Cette coproduction italienne, française, polonaise et suisse, tournée à Gstaad, croise les trajectoires de clients et employés d’un palace des Alpes Suisses à la veille de l’an 2000. «Pitoyable bal d’acteurs zombifiés dans une satire grotesque», dixit Libération lors de sa projection à Venise : «Ici et pour cette fois, ce n’est ni l’homme ni l’artiste, mais bien le cinéma qui a perdu la partie.»
Procès en diffamation
La dernière sortie d’un film de Roman Polanski en salles remonte à novembre 2019 : relecture de l’affaire Dreyfus avec Jean Dujardin, distribué par Gaumont, J’accuse était sorti dans la polémique, mais avait fait un carton à l’étranger et enregistré près de 1,6 million d’entrées en France.

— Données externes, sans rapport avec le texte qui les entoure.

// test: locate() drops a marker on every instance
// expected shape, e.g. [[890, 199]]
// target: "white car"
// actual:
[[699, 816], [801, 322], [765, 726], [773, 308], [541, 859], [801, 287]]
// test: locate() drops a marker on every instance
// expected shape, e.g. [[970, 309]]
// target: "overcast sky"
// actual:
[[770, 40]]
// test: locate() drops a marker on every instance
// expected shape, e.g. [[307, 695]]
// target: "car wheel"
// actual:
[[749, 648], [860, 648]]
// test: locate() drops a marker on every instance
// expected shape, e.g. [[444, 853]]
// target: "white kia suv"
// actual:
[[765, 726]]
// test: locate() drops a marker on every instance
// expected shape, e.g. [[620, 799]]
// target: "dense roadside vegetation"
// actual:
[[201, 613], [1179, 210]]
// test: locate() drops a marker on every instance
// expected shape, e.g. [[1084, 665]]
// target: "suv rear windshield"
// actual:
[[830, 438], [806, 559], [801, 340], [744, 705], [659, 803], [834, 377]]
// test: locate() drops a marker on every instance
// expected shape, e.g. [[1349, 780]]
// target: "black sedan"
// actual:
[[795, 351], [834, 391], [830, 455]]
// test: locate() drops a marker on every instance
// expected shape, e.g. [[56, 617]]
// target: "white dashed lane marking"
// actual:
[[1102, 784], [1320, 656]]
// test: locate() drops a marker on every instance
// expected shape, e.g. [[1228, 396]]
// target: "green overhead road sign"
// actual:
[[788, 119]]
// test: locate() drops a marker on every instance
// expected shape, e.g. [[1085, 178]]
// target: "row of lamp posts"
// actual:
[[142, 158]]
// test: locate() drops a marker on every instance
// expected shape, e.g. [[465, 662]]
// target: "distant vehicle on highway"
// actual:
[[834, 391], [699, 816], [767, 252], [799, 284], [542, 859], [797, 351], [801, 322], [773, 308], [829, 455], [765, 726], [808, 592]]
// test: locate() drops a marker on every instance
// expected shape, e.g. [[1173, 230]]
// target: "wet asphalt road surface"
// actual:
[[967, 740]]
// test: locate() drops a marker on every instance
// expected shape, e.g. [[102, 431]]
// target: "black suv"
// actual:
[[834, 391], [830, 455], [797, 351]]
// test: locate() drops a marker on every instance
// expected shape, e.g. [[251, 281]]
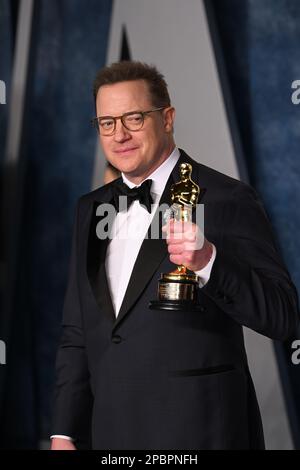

Des hauteurs que n’avait pas connues le cinéaste depuis le Pianiste en 2002 (1,8 million d’entrées), surpassant The Ghost Writer en 2010 (1 million d’entrées) après une décennie de sous-performances (110 000 entrées pour D’après une histoire vraie en 2017, 260 000 pour la Vénus à la fourrure en 2013, 430 000 pour Carnage en 2011).
Roman Polanski est actuellement visé par un procès en diffamation en France, intenté contre lui par Charlotte Lewis, qui l’accuse de viol et dont il a dénoncé les «mensonges» dans une interview. La décision du procès sera rendue le 14 mai, veille de la sortie annoncée de The Palace dans les salles. Le cinéaste sera aussi jugé au civil à Los Angeles le 4 août 2025 après une plainte pour une agression sexuelle sur mineure qui aurait été commise en 1973.